The day had dawned clear, thus far, but ominous dark clouds, in the West, were fast approaching and the island had little in the way of shelter. Palm trees, bent double by previous storms, were of little use should the tempest return. We needed to leave this place; find a safe harbour. Our situation was desperate, but even the wariest of us could not fail to be amused, when the Crab king ventured across the beach and, in a squeaky but eminently polite voice offered to help us refloat the ship.
This would normally have been a hopeless task, but I had become used to accomplishing seemingly impossible things and called for the others to assist. The vessel lay, on its side, in the surf. Waves foamed over the barnacled hull, washing mussels and cockles and sending them scurrying for cover under a large, brightly striped umbrella.
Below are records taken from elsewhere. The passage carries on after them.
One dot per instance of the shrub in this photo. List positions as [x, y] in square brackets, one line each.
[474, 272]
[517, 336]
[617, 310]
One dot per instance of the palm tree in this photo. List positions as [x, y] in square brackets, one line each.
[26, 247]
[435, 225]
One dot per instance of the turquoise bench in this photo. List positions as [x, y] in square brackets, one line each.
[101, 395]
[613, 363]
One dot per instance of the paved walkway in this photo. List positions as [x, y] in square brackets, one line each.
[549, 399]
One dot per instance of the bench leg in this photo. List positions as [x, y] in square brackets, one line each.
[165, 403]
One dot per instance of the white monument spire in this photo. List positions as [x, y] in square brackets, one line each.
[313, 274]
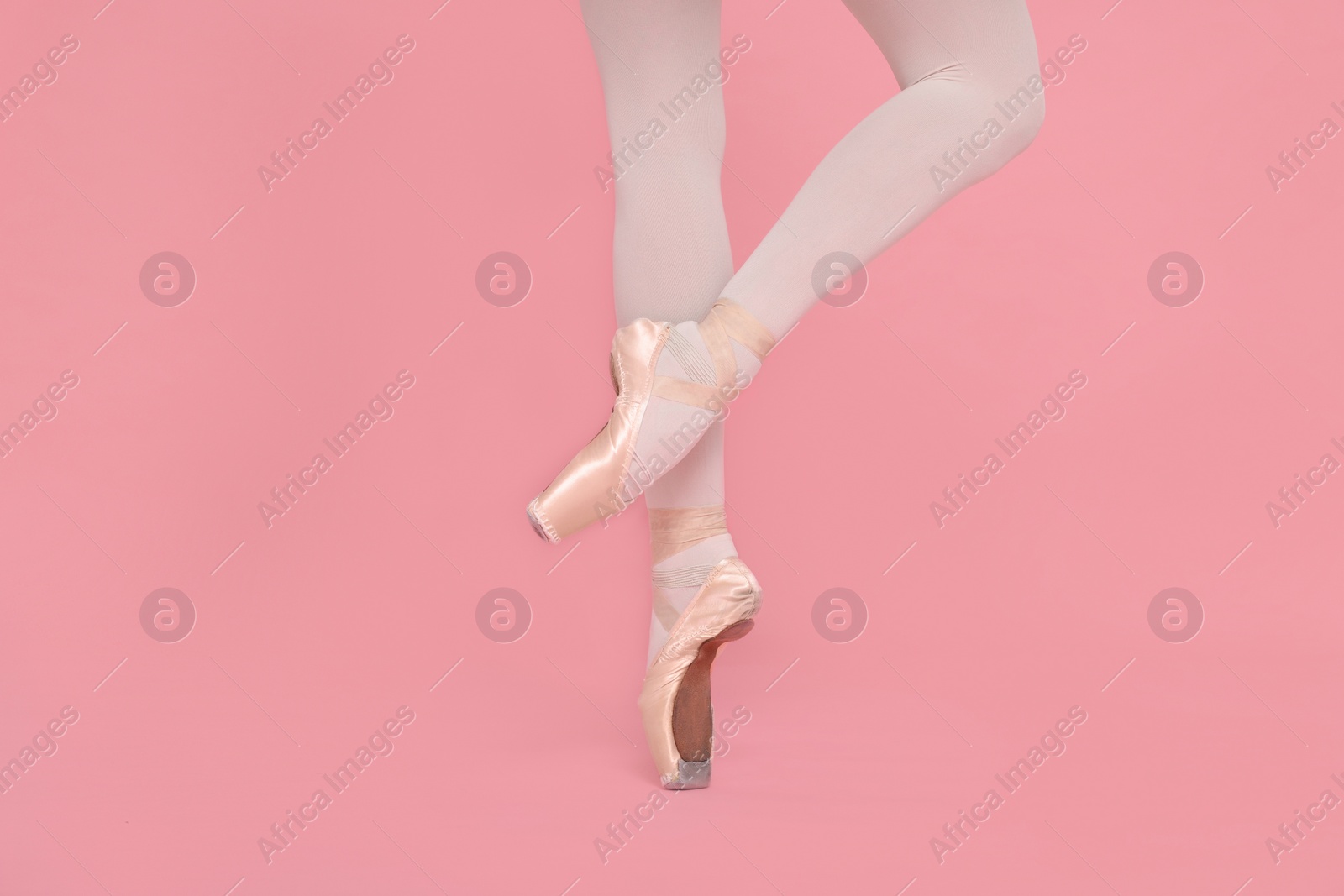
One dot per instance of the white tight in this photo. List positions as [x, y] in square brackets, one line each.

Young dolphins had appeared, with their chalk and slates and were now sketching the whole sorry spectacle, under the watchful eye of the Walrus, who sat, leering, on his rocky dais.
The crabs marched, purposefully, down the shoreline, their claws "click, clicking" on the silver sand. Tumbling into the turquoise waters, they scrambled under the immersed port-side and clambered, one on top of the other, to form a wedge shape. Together they pushed and pushed as the Knave and I pulled and pulled, but we needed more strength.
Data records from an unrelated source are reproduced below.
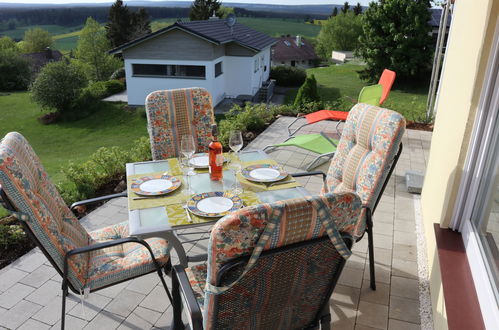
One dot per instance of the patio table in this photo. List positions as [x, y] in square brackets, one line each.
[154, 221]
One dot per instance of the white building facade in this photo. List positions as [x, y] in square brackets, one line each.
[180, 58]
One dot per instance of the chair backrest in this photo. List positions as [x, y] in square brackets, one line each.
[177, 112]
[290, 283]
[371, 94]
[40, 207]
[386, 80]
[367, 148]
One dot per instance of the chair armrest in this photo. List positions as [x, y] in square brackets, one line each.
[103, 245]
[98, 199]
[298, 175]
[181, 283]
[369, 213]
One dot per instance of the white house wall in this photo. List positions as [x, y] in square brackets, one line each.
[238, 71]
[238, 77]
[139, 87]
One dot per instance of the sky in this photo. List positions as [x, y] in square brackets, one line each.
[276, 2]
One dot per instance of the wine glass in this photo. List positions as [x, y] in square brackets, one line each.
[188, 148]
[236, 143]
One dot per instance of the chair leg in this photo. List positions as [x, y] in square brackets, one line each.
[160, 274]
[177, 323]
[371, 258]
[64, 294]
[326, 318]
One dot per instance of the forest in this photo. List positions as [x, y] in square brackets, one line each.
[10, 18]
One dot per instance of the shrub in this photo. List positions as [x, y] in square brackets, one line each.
[307, 92]
[288, 76]
[106, 165]
[58, 86]
[102, 89]
[11, 234]
[15, 71]
[339, 32]
[118, 74]
[114, 86]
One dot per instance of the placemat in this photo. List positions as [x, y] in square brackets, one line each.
[255, 186]
[172, 198]
[177, 216]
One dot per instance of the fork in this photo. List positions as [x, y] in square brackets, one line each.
[188, 213]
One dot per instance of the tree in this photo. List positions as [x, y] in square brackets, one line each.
[36, 40]
[15, 69]
[224, 11]
[396, 36]
[203, 10]
[92, 50]
[140, 23]
[124, 26]
[119, 27]
[339, 33]
[346, 8]
[58, 86]
[7, 43]
[307, 92]
[357, 10]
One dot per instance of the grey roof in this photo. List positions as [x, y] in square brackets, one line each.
[215, 31]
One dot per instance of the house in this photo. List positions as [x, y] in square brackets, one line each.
[227, 61]
[459, 200]
[294, 51]
[40, 59]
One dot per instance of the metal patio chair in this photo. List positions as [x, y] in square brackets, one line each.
[176, 112]
[322, 144]
[368, 151]
[87, 261]
[270, 266]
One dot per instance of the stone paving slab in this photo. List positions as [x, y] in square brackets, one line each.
[30, 289]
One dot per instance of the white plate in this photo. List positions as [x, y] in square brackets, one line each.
[215, 204]
[265, 173]
[156, 185]
[200, 161]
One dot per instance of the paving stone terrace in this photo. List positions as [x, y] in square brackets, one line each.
[30, 289]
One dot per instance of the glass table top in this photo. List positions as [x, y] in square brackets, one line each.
[155, 219]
I shouted out to the playing cards, who were still drifting, listlessly, back and forth on the tide. One by one, they floated to the shore and shook themselves. Some of the soggier ones ran about until they were drier and their cardboard was strong once more. Then, working as a pack, they heaved and heaved and, just as we were almost collapsing with the effort, there was a huge "SLUUURRRPPPP" and the ship was righted !
Tweedledum and Tweedledee triumphantly carried the only straight palm tree, proudly, across the sand-bank .... we had our main mast ! Working swiftly, eyeing the ever approaching clouds, the Dormouse secured the 'mast' and tightened the bolts with the handy torque-wrench, that he always carried in his hip pocket. Thank goodness for the Dormouse and his capacious, hip pocket.
Fat raindrops began to fall and splatter onto the deck as we loaded the Cheshire Cat and our meagre rations. Then we hoisted the spinnaker. We must outrun this storm. The Knave had now been demoted to First officer and so he set to work, checking that the barrels were lashed and the sheets were secure in their cleats. In my new capacity as Captain, I took the wheel and, with a final salute to the crabs, I turned the ship into the wind. The sails filled and the ship sprung to life, scudding swiftly away from the island, as storm petrels flew high across the fast disappearing sun. And all the while, the unseen maelstrom dragged us ever nearer to its depths and the rabbit hole yawned down at us, from its unattainable height, high in the sky. I could never reach it. Would I ever see Dinah again ? ______________________________________________________________________________________
The above nonsense is my entry for this week's Word Game. As you can see, I adore "Alice in Wonderland"!!!Although, I doubt Lewis Carroll would ever forgive me.
You can find the rules and more sensible examples of the game if you visit Matt's blog on http://miblodelcarpio.blog.co.uk
This week the words that must be included in the story are;
LEERING, DAIS, IMBUES, WARIEST, RATIONS, DEMOTED, TORQUE, AMUSED, SOGGIER, POLITE.